新しい国際協定は京都議定書に代わるもので、来年末の合意を目指して各国が来年3月までに国別目標案を出すことになっています。会議では目標に何を含むのか、達成期限をいつにするのかなどが論点になっています。
先進国は、温室効果ガスの削減を中心にした目標にすることを主張。一方、途上国は、温暖化によって受けた被害の軽減策や先進国からの資金援助も含めるよう求めています。
目標の達成期限についても、欧州連合(EU)が30年までとする一方、ブラジルや南アフリカ、中南米諸国のグループは5~10年の期間で区切って点検する案に関心を示し、島しょ国は25年までを提案するなどさまざまな意見が出ています。
議長を務めるペルーのビダル環境相は6日、各国の提案を歓迎し、「世界の期待に応えるため第2週は対話、柔軟性、合意づくりの週にしよう」と述べました。ペルー政府は新協定の合意文書案にまでこぎつけたい考えです。

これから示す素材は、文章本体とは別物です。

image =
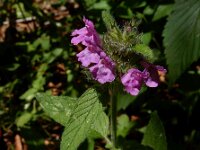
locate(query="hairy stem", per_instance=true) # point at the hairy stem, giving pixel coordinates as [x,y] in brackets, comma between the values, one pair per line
[113,117]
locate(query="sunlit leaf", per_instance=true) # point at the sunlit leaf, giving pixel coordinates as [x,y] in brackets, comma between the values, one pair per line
[23,119]
[57,107]
[83,116]
[123,125]
[154,135]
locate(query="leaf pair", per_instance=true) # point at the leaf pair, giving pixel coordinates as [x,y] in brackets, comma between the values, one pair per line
[80,116]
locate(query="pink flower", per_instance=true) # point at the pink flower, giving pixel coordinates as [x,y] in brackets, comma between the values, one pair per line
[93,56]
[86,34]
[103,71]
[132,81]
[152,76]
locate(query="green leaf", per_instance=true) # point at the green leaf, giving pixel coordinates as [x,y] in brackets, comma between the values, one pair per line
[154,135]
[182,37]
[146,38]
[100,5]
[162,11]
[123,125]
[23,119]
[57,107]
[124,100]
[29,94]
[145,51]
[82,118]
[101,125]
[108,20]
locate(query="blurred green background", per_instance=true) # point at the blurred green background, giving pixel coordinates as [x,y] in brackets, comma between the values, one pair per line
[36,56]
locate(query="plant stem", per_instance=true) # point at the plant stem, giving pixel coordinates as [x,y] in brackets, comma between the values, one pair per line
[113,117]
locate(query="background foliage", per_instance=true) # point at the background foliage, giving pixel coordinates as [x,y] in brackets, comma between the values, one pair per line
[36,56]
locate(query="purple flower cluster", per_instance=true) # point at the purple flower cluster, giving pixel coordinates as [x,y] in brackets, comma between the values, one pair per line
[134,78]
[93,57]
[103,68]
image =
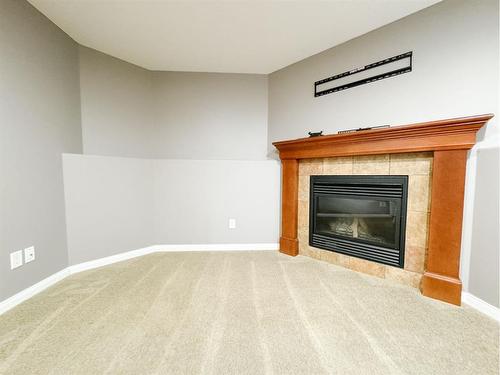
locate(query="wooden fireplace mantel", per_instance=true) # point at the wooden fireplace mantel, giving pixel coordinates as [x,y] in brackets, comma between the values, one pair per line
[449,140]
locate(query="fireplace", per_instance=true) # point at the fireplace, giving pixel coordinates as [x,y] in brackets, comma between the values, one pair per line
[360,216]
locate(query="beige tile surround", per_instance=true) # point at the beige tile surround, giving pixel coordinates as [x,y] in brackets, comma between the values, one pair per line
[418,166]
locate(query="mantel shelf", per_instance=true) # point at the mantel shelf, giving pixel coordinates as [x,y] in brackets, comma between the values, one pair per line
[449,134]
[449,141]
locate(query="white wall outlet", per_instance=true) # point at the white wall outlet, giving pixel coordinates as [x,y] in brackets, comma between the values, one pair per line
[29,254]
[16,259]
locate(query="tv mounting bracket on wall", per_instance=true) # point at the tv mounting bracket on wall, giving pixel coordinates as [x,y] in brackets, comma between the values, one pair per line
[386,68]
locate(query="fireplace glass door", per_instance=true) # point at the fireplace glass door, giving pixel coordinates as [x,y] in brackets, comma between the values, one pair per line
[372,220]
[361,216]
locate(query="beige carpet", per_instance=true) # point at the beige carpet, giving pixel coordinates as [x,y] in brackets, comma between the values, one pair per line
[241,313]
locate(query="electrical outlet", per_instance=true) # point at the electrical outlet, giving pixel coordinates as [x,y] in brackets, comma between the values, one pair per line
[16,259]
[29,254]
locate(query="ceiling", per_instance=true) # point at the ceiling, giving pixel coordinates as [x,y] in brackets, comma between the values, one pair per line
[220,36]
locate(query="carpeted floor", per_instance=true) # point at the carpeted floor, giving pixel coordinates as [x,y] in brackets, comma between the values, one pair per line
[241,313]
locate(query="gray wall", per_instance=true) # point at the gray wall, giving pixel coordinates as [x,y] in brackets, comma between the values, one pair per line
[484,277]
[40,109]
[455,73]
[119,204]
[132,112]
[109,205]
[210,115]
[117,103]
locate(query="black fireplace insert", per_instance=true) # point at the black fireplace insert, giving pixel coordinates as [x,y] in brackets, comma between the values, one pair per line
[360,216]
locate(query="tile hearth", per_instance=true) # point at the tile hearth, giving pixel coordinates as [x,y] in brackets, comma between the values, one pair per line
[418,166]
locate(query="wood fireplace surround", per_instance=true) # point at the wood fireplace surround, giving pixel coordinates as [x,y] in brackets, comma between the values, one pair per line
[449,140]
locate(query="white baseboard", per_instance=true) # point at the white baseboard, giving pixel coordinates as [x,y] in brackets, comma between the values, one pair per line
[111,259]
[481,306]
[218,247]
[29,292]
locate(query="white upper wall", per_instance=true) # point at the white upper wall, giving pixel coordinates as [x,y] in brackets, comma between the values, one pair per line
[132,112]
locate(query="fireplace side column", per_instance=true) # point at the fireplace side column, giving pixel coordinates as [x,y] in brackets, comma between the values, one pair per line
[441,277]
[289,243]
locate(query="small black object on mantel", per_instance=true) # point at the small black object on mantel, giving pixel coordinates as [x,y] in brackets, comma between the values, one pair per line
[315,134]
[362,129]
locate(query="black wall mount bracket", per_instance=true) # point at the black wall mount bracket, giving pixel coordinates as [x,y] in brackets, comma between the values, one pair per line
[386,68]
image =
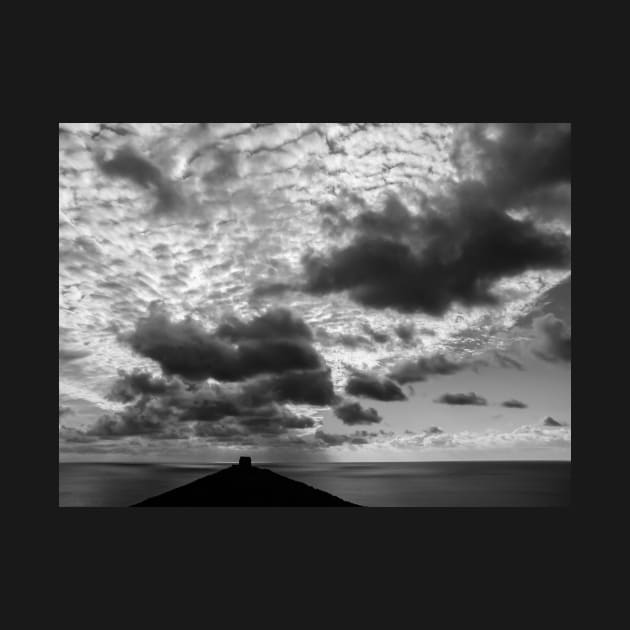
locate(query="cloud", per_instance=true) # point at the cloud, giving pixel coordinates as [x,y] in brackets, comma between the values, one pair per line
[131,385]
[553,339]
[336,439]
[461,399]
[279,322]
[516,404]
[128,164]
[186,349]
[454,252]
[313,387]
[422,368]
[353,413]
[506,361]
[72,354]
[550,422]
[266,422]
[522,164]
[372,386]
[526,436]
[405,331]
[375,335]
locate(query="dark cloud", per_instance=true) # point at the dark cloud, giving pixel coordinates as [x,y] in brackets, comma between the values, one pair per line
[279,322]
[128,386]
[550,422]
[186,349]
[461,399]
[522,164]
[422,368]
[353,413]
[372,386]
[127,163]
[516,404]
[405,331]
[453,252]
[553,339]
[161,408]
[313,387]
[506,361]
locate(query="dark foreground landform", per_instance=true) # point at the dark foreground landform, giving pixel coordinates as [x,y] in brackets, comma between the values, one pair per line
[242,486]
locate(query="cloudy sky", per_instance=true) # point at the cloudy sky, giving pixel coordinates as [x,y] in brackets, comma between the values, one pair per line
[314,291]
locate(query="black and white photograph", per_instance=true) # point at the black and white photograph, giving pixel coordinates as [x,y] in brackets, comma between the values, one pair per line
[315,315]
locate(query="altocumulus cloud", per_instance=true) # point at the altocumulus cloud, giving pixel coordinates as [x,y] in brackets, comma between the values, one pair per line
[512,402]
[127,163]
[553,339]
[373,386]
[186,349]
[350,412]
[422,368]
[461,399]
[454,250]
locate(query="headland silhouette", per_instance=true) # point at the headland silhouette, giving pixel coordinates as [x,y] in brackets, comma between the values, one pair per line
[245,485]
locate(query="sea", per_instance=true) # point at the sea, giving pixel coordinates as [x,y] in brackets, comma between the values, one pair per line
[390,484]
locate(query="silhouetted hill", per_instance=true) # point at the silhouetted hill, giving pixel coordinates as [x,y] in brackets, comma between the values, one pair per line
[245,485]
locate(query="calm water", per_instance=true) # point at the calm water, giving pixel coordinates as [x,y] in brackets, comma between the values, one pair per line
[403,484]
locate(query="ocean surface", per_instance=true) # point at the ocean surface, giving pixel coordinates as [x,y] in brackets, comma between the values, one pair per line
[398,484]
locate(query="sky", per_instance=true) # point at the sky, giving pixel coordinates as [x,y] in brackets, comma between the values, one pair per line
[314,291]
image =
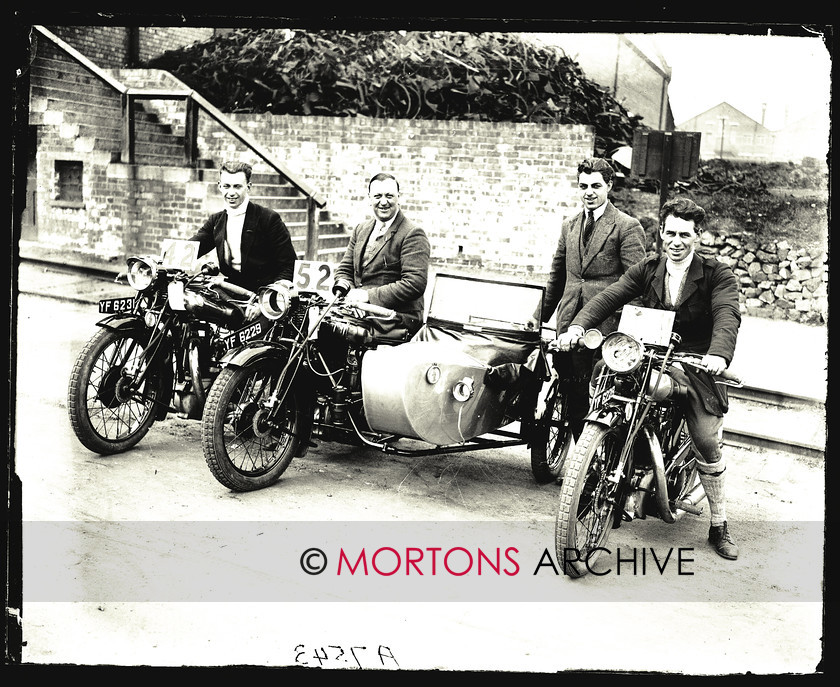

一方、20年までの温室効果ガス削減の取り組みをどう強めるかについては、ほとんど議論が進んでいません。新しい協定に来年合意したとしても実施は20年からです。環境NGOは、新協定実施までの期間に削減努力を弱めることがないよう求めています。
国連気候変動枠組み条約締約国会議(COP)
地球温暖化問題に対する国際的な枠組みを設定した1994年発効の気候変動枠組み条約(UNFCC)に参加する国が、地球温暖化の原因となる温室効果ガスの排出削減策などを協議する会議。現在、2020年発効をめざす新しい枠組み合意に向けた議論がなされており、来年末にパリで開催されるCOP21までに決める予定です。
写真展で警告 リマ市内
【リマ=島田峰隆】ペルーのリマ市内の公園では、国連気候変動枠組み条約第20回締約国会議(COP20)に合わせて、環境破壊や地球温暖化の危険性を警告する写真展が開かれています。
持続可能な開発へ向けた土地や水の利用について考える、国連機関を含む多彩な団体でつくる「グローバル・ランドスケイプス・フォーラム」が主催。温室効果ガスの排出につながるアマゾンでの違法な森林伐採などを撮影した写真が並べられています。散歩に来た市民や観光客が熱心に見入っていました。
市内に住むエルナン・カストロさん(59)は「地球がどれだけ壊されているか分かる興味深い展示だった。温暖化は人類が生き残れるかどうかにかかわる問題だ。COP20が有意義な結果を出すよう願っている」と話していました。